FIG. 2 is a plot illustrating the rectified AC input voltage, which is output from FWR 102. Each cycle of the rectified AC input voltage is twice the frequency of the AC input voltage. Each cycle of the rectified AC input voltage arbitrarily starts at the beginning of time period A and ends at the end of time period A′. For discussion purposes, a cycle of the rectified AC input voltage is assumed to start at the beginning of time period B and end at the end of the next time period A.
FIG. 3 is a plot of output voltage of PVF circuit 100. PVF capacitors C2, C4, C5 charge to the peak input voltage. Because of diodes DBR1-DBR4 in FWR 102, when the rectified AC input voltage falls below one half of the peak voltage, the combined voltage on PVF capacitors C2, C4, C5, is larger than the AC input voltage and PVF capacitors C2, C4, C5 supply current to the load. The combined voltage of PVF capacitors C2, C4, C5 falls as the load draws current. Thus, the rectified AC input voltage surpasses the combined voltage on PVF capacitors C2, C4, C5 before the end of time period A.
FIG. 4 is a plot of PVF capacitor current. The current in PVF capacitors C2, C4, C5 is shown in FIG. 4. Line 402 illustrates the resistor limiting the inrush current into PVF capacitors C2, C4, C5 and line 400 illustrates a low resistor value R. During time period A, and most of time period A′, PVF capacitors C2, C4, C5 supply current to the load. During the end of time periods A, B and B′, the AC input supplies current to the load and current to charge PVF capacitors C2, C4, C5. Because PVF capacitors C2, C4, C5 are coupled in series when charging the recharge of PVF capacitors C2, C5, C5 occurs when the rectified AC input voltage is near, but prior to, the peak AC input voltage. Because PVF capacitors C2, C4, C5 are coupled in parallel during discharge, PVF capacitors C2, C4, C5 supply current to the load when the rectified AC input voltage falls below half of peak AC input voltage.
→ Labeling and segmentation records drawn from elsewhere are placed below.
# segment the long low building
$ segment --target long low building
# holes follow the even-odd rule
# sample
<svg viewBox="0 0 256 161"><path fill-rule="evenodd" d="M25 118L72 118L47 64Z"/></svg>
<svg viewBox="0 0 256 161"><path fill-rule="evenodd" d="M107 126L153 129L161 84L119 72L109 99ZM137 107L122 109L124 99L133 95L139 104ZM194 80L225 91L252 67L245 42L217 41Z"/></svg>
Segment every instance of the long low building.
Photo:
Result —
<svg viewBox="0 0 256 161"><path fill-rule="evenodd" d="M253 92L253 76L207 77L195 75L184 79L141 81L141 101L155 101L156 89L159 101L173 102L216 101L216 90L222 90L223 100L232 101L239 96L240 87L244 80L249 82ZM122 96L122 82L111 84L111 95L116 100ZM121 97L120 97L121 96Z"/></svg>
The current from the AC input is the sum of the current supplied to the load during time periods B and B′ plus the current to charge PVF capacitors C2, C4, C5. For approximately one third of the cycle of the AC input voltage (A and most of A′), the AC input sees no load and the load at the output is supplied by PVF capacitors C2, C4, C5.
FIG. 5 is a plot of actual AC current (I_ac) versus ideal AC current. For the DC current load (I_load), the actual AC current is a rather rough approximation of the ideal AC current, where “ideal” means having a higher power factor near 1.0. This is for a constant current load, meaning the output power is not constant. For a constant load power, the I_load becomes much worse (worse PF) because the current must increase near the valley to compensate for the decreasing supply voltage, as shown in FIG. 6.
FIGS. 7A and 7B are plots illustrating an input voltage waveform of PVF circuit 100 with a resistive load and resistor current limiting. One can observe from FIGS. 7A and 7B, that PVF circuit 100 is limited in its ability to provide a good power factor. The current from the AC input is zero when PVF capacitors C2, C4, C5 are conducting. Although the shape of the PVF voltage and current waveforms look better with a resistive load, there is no current drawn from the resistive load for roughly one third of the cycle and there is a current spike near the middle of the cycle to charge the PVF capacitors.
FIG. 8 is a schematic diagram of a two-stage power factor correction (PFC) converter 200. Two-stage converter 800 is a conventional solution to the power factor problem described above. First stage 802 of converter 800 includes inductor L1, diode D1, capacitor C1, resistors Ra, Rb, transistor N2 and integrated circuit IC1. Second stage 804 includes the remaining components in FIG. 8 in conjunction with IC1. The power factor correction provided by two-stage converter 800 is good but the extra inductor L1 and the associated losses and costs are not desired.